I was sad and alone. I was probably depressed and, while I was still able to be a really good mom, I felt so empty. It sounds cliche, but money can't buy love. It can't buy happiness. It can't buy morals and values. Don't get me wrong, I’m still sort of a girly girl and I totally take after my grandmother in some ways…I love the vintage Louis Vuitton suitcase she handed down to me, I love the quality craftsmanship of my Gucci handbag and sunglasses, my Rolex, my diamond engagement ring from Tiffany's. But, if I had none of those material things, I know I would wake up tomorrow and be completely ok. Hell, I shopped at Walmart and Goodwill all through college and for over a decade after we were first married and I found some pretty great things that I still own to this day!
By the grace of God, I met and am now engaged to the most amazing man. He is truly my other half, my better half.

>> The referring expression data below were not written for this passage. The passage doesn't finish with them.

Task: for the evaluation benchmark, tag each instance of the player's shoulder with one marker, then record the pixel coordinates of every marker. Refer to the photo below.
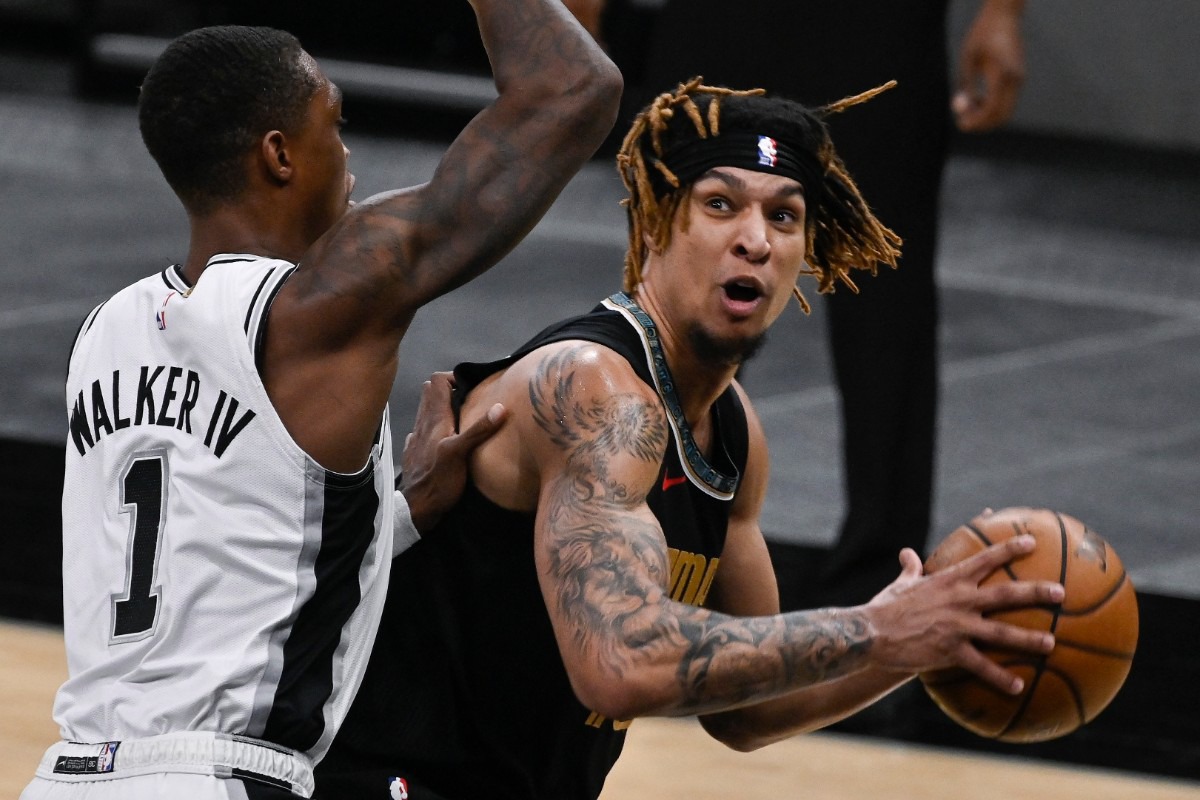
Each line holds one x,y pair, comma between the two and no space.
577,360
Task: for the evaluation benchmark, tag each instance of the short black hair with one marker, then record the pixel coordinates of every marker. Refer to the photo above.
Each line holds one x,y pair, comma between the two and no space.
843,233
209,98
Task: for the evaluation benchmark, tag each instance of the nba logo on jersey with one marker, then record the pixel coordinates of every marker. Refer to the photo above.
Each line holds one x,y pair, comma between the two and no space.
161,317
768,154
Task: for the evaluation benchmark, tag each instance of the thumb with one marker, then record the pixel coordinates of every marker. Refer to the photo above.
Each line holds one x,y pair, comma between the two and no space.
481,429
910,564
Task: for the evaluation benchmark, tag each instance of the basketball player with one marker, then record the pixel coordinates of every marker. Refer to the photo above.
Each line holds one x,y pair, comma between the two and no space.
605,560
228,509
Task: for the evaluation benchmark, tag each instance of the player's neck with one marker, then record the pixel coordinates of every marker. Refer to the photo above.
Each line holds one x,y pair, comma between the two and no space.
699,382
233,230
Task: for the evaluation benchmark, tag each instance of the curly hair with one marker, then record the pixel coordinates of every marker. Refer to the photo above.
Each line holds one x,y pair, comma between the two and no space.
843,233
209,98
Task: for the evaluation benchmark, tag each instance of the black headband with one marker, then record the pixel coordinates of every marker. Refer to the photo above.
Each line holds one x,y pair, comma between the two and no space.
690,160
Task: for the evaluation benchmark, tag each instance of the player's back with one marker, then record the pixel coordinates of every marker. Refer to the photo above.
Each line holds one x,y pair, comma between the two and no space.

We have the same thoughts and values. I know what real love is supposed to be, now. He says, "I love you" every day, several times a day. And, it's not just "love you", it's "I love you". That "I" means so much to me.
Is he a doctor? No, thankfully (haha, just kidding Dad, but I know you know what I mean). Is he a lawyer? No. Is he the CEO of some Fortune 500 company? No. He has a great job, works with some awesome people but I'm pretty sure he would be able to find joy in pouring an asphalt highway in the summer in Arizona.
It took me a while to figure out why he has this happy and peaceful approach to life. It's because his priorities are so perfectly in order.
God first, then family, then work.
Does he spoil me? Absolutely, every single day. He spoils me with hugs and kisses, with compliments (that are so hard for me to take!), with a cup of coffee in the morning or a glass of wine at the end of a long day. He spoils me with his presence; dinner with us and playing baseball with the kids in the yard. He spoils me with the things that matter in life. Can we buy that white Range Rover? Not today. Maybe someday. Maybe not. But, what he has given me is something even bigger. He has given my children something even bigger. He has given me a deep, unconditional love and a relationship that, I hope and pray, my girls find when they are grown women. My girls see this now and they “get“ it.
My dad worked so hard to pave a road for all of us children. He still works hard to keep us on, or bring us back, to that paved road. And mine broke. But that broken road, all of that hard work and sacrifice and effort I put in to someone else's career while trying to save a failing marriage, showed me that money truly can't buy everything. And, ironically, I can honestly say I feel richer today in so many ways. In so many ways that truly matter.